August 26, 2009 by  
Filed under - Home, Film Reviews

FUNNY PEOPLE: On general release Friday 28th August 2009

There can be little doubt that the writers of the NeverEnding Story were under a great deal of pressure from day one due to the film’s title.

But unlike Judd Apatow, they didn’t have control over the title of their work.

In many ways the director of Funny People has placed a little extra pressure on himself, and although some might call his latest film an important side-step to the genre of comic-drama, it seems to have more in common with a comedy misstep.

40 Year Old Virgin and Knocked Up were not razor-sharp, but they had enough snugly clever banter to make them very and quite funny.

This movie malaise sees Hollywood’s new golden boy place more emphasis on mature themes such as mortality and deep-regret, while somehow managing to lower the comedy bar substantially – you would receive less penis humour if you commissioned a group of six-year-old boys to write a script.

Funny People revolves around George Simmons (Sandler), a wildly successful but self-absorbed and lonely comedian-slash-actor who has starred in a number of successful low-brow comedy films. As the film opens, he discovers that he has a rare form of leukemia and is given little chance of survival.

When he meets Ira Wright (Rogan), a young comedian dreaming of the big-time, a depressed George asks Ira to do some writing for an upcoming show, before hiring him as an assistant and eventually telling him and no-one else of his terminal condition.

Cue an inevitable emotional journey.

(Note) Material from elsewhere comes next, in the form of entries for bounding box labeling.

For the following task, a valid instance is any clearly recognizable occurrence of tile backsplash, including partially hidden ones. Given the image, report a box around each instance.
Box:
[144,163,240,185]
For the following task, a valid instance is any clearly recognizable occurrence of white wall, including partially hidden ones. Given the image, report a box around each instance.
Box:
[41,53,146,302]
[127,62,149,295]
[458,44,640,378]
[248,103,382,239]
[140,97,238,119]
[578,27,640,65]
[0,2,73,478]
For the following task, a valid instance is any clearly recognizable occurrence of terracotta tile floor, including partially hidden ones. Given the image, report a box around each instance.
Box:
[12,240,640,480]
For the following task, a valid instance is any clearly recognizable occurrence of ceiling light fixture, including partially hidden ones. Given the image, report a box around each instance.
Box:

There’s nothing wrong with that, but a short-cut would have been helpful – at nearly two-and-a-half hours, this film begins to drag somewhat.

To heighten the defining characteristic of mediocrity, a strong supporting cast featuring a chronically under-used Jonah Hill, struggles to deliver the laughs needed to propel a heavy storyline.

Although Apatow will suggest that he took his foot from the comedy-gas to move this film in a different direction, it’s a shame to see a witty formula so carelessly dismantled.

The film’s promoter called it an emotionally intelligent film – but I just wanted to laugh.